Closed maleadt closed 4 years ago

maleadt commented 5 years ago

Users seem to expect Adapt to work recursively, e.g. https://discourse.julialang.org/t/using-vectors-of-vectors-with-cuarrays/, to adapt arrays of arrays:

julia> vx
3-element Array{Array{Float64,1},1}

julia> cu(vx)
ERROR: type does not have a fixed size
# this should be a better error

julia> cu(cu.(vx))
3-element CuArray{CuArray{Float32,1},1}

Since we do already treat tuples recursively, e.g. cu(([1],)) yields a tuple of CuArray, maybe we should also peek into arrays? It gets hairy real quickly though, so maybe just support arrays of arrays?

Thoughts? @vchuravy @MikeInnes

MikeInnes commented 5 years ago

There are two quite different cases that come up here: (1), you want to move all the arrays in a collection / data structure to the GPU, and (2) you want to move the "whole object" to the GPU (as in your example).

(1) is likely what the users in that thread want, since you typically create a series of (flat) GPU arrays as data points in Flux, and iterate over them on the CPU (i.e. Vector{CuVector{Float32}}. That's also what we provide mapleaves(cu, x) for, so that seems like it's covered.

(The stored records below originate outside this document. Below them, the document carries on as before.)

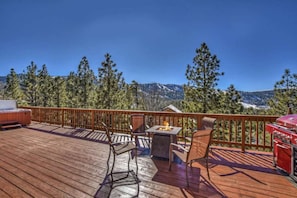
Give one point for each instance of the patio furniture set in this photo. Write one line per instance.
(163, 145)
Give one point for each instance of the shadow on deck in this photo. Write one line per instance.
(78, 167)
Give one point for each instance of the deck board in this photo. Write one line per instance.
(38, 162)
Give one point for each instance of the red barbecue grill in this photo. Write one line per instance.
(284, 133)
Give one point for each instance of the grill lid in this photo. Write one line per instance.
(289, 121)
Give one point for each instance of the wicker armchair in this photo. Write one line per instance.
(116, 149)
(198, 149)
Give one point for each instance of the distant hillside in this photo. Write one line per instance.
(176, 92)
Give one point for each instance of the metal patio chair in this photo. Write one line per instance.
(117, 149)
(198, 149)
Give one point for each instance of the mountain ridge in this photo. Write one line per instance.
(173, 91)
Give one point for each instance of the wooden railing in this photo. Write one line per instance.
(239, 131)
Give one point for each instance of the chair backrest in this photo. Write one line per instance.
(107, 133)
(137, 123)
(200, 144)
(208, 123)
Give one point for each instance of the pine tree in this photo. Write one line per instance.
(59, 92)
(110, 93)
(134, 87)
(29, 83)
(231, 101)
(285, 95)
(44, 88)
(12, 88)
(85, 85)
(200, 93)
(71, 90)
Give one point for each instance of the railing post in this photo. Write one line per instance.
(62, 117)
(243, 135)
(92, 119)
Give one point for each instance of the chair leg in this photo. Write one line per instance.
(187, 174)
(136, 164)
(207, 168)
(170, 157)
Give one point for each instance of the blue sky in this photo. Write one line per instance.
(153, 40)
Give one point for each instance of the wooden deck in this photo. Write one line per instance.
(37, 162)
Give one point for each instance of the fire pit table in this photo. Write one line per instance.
(162, 137)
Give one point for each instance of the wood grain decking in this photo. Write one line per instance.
(41, 163)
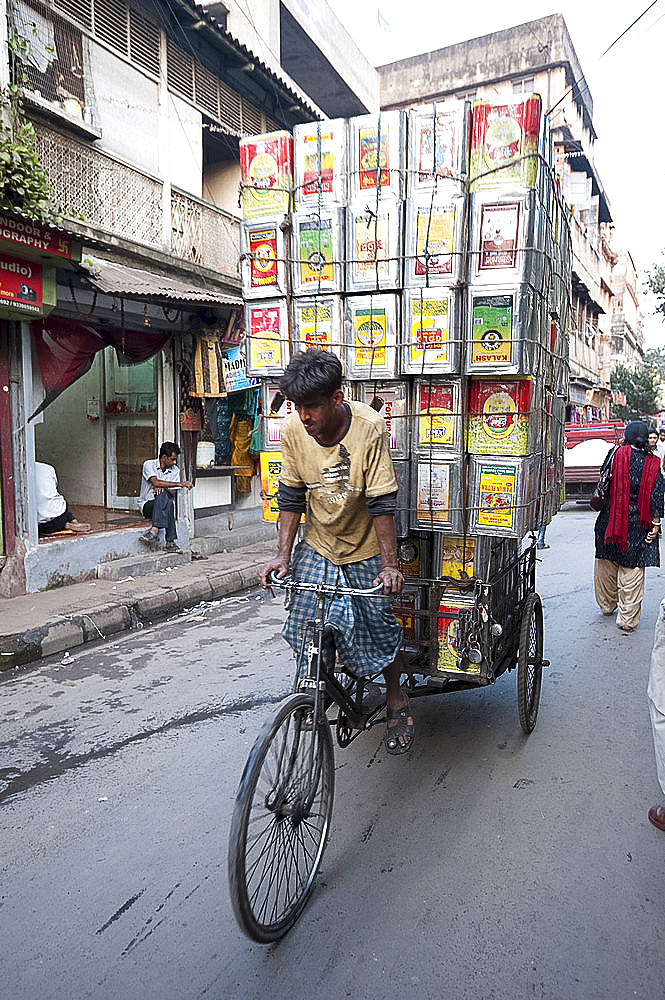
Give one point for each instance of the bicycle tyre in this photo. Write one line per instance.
(530, 662)
(276, 847)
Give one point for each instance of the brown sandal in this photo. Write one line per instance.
(401, 728)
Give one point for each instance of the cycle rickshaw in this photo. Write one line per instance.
(283, 809)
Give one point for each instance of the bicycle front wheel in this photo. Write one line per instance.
(281, 820)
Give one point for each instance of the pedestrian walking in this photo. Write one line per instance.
(656, 697)
(627, 528)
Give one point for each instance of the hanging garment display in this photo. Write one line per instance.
(209, 365)
(274, 409)
(270, 464)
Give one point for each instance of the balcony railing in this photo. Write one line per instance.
(123, 201)
(102, 191)
(204, 235)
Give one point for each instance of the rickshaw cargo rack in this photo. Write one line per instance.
(460, 635)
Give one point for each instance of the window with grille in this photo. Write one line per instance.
(53, 61)
(524, 86)
(56, 70)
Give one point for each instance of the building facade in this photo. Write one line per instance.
(138, 108)
(626, 335)
(537, 57)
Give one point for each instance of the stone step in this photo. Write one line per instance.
(142, 564)
(208, 545)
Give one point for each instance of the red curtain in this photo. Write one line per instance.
(65, 350)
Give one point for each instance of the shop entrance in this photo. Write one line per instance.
(131, 426)
(97, 434)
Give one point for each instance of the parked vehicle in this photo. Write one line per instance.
(586, 446)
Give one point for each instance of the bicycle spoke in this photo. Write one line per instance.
(281, 822)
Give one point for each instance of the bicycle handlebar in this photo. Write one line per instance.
(331, 589)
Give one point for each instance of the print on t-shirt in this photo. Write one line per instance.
(336, 478)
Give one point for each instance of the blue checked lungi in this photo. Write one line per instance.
(366, 633)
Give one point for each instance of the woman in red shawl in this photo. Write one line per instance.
(628, 527)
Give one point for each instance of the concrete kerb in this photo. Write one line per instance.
(68, 632)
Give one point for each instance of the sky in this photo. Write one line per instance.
(627, 86)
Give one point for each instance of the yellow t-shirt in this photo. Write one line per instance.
(339, 478)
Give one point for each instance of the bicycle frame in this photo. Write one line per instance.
(316, 678)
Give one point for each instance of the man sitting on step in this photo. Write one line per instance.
(159, 480)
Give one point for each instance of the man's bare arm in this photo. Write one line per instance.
(288, 529)
(390, 576)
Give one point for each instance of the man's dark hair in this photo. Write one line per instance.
(311, 374)
(168, 448)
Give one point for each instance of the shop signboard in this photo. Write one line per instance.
(28, 238)
(26, 288)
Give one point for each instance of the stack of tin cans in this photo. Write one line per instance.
(430, 251)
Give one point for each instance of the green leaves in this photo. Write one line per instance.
(641, 388)
(24, 186)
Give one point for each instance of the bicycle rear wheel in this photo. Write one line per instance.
(281, 820)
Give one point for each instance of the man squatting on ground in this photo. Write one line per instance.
(160, 477)
(336, 467)
(53, 514)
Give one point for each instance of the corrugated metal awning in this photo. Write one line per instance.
(130, 282)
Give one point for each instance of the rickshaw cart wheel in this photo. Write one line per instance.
(530, 662)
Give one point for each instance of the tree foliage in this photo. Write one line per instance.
(656, 281)
(24, 186)
(641, 388)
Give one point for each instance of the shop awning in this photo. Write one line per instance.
(130, 282)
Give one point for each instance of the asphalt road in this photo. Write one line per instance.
(484, 864)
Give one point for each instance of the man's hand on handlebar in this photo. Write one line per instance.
(281, 568)
(392, 580)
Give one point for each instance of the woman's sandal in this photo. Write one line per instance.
(401, 728)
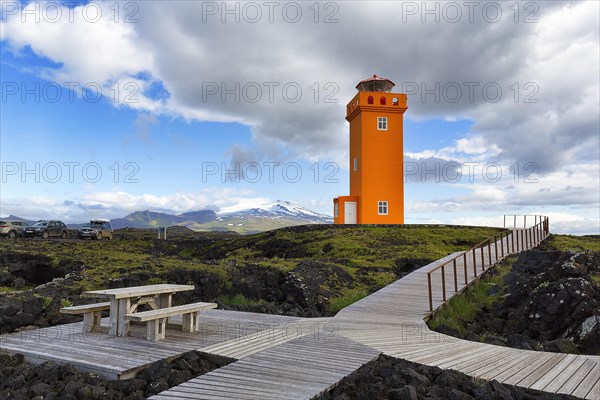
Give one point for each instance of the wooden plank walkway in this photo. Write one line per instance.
(122, 357)
(298, 369)
(277, 357)
(396, 314)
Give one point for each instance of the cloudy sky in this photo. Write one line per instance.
(112, 107)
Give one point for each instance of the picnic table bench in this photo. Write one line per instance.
(123, 305)
(92, 314)
(126, 300)
(156, 320)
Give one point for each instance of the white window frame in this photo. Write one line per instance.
(382, 205)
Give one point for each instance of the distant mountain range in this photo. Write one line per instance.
(258, 219)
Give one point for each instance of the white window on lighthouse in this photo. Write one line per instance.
(382, 207)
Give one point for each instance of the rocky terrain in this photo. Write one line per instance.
(388, 378)
(550, 301)
(21, 380)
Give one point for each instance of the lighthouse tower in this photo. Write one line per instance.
(376, 121)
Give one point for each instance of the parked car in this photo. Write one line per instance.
(12, 229)
(96, 229)
(46, 229)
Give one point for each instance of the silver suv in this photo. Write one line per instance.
(12, 229)
(96, 229)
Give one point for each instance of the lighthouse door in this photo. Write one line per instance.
(350, 213)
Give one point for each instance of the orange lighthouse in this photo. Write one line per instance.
(376, 121)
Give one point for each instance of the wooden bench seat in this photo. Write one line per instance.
(92, 314)
(157, 319)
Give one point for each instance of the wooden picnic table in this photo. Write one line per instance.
(125, 301)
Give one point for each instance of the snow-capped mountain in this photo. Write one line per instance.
(242, 218)
(280, 209)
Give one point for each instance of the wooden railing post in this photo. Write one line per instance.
(430, 296)
(443, 283)
(496, 246)
(455, 276)
(482, 259)
(465, 267)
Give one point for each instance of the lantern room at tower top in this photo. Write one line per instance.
(376, 160)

I think cu should stick to working with the "single object" interpretation, (2), which in this case means producing the nested CuArray as you describe or otherwise erroring out. My main reservation is that it might be confusing or slow for people who actually want (1) (which IME so far is 100% of the time).

Tuples are a bit weird, but I'd argue that Tuple{CuArray} can be interpreted both as (1) "cpu tuple of gpu arrays" and (2) "gpu tuple of arrays", which makes it legitimate that both cu and mapleaves(cu) do the same thing in that case. In other cases – like arrays of arrays – they won't behave the same.

maleadt commented 4 years ago

Right, I didn't realize Flux/users wanted Array{CuArray} so was only considering the case where you'd get an CuArray{CuArray}. In that case, the existing mapleaves abstraction seems fine. Having cu do that automatically seems confusing to me, because e.g. the behavior of adapting a container would then depend on the adaptability of its elements. I'll open an issue on CuArrays to improve the error message.